Par ailleurs, sur la qualification de la faute grave des problèmes liés à la communication relevés à l’encontre de la salariée, la Cour va relever que la salariée qui entretenait avec plusieurs de ses collègues des relations discourtoises et inadaptées qui ont eu pour effet, soit de troubler ces derniers, soit, en ce qui concerne l’une des salariées placées sous ses ordres, de porter atteinte à sa dignité et finalement à sa santé psychique, la Cour relevant que l’employeur est tenu à l’égard de ses salariés d’une obligations de sécurité de résultat, était fondé à prononcer le licenciement pour faute grave de la salariée, les griefs retenus et établis par l’employeur justifiant de la rupture immédiate du contrat de travail.
Ensuite de cette décision, la salariée forme un pourvoi en Cassation.
A l’appui de son pourvoi, elle reproche à l’Arrêt d’Appel d’avoir considéré que le courrier du 16 avril 2011 ne constituait pas une sanction, alors qu’il constatait que dans cet écrit l’employeur reprochait à la salariée son comportement en énumérant divers griefs qu’il lui imputaient, ce dont il résultait, selon la salariée, qu’il lui imputait des fautes et qu’en conséquence ce courrier constituait une sanction au sens de l’article L.1331-1 du Code du Travail.
Elle reproche également à l’Arrêt d’Appel d’avoir admis que l’employeur pouvait se fonder sur ledit compte rendu du 16 avril 2011 pour engager la procédure de licenciement et faire état, à l’appui du licenciement pour faute grave, des faits qui avaient déjà été évoqués dans le courrier du 16 avril 2011 et qu’il considérait comme fautifs, de sorte, qu’en faisant deux fois état des mêmes faits, l’Arrêt a entaché sa décision d’un défaut de base légale, au regard des dispositions de l’article L.1331-1 du Code du Travail.
Mais la Chambre Sociale ne va pas suivre la salariée dans son argumentation.

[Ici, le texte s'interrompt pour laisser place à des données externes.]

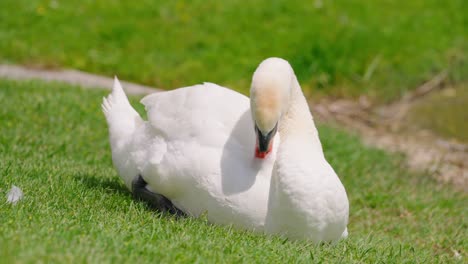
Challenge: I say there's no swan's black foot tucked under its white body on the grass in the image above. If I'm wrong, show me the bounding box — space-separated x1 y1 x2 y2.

Relevant que le document rédigé par l’employeur n’est qu’un compte rendu d’un entretien au cours duquel il a été énuméré divers griefs et insuffisances qu’il imputait à la salariée sans traduire une volonté de sa part de les sanctionner, la Cour d’Appel a pu en déduire qu’il ne s’analysait pas en une mesure disciplinaire et n’avait donc pas eu pour effet d’épuiser le pouvoir disciplinaire de l’employeur.
Par suite, la Chambre Sociale rejette le pourvoi.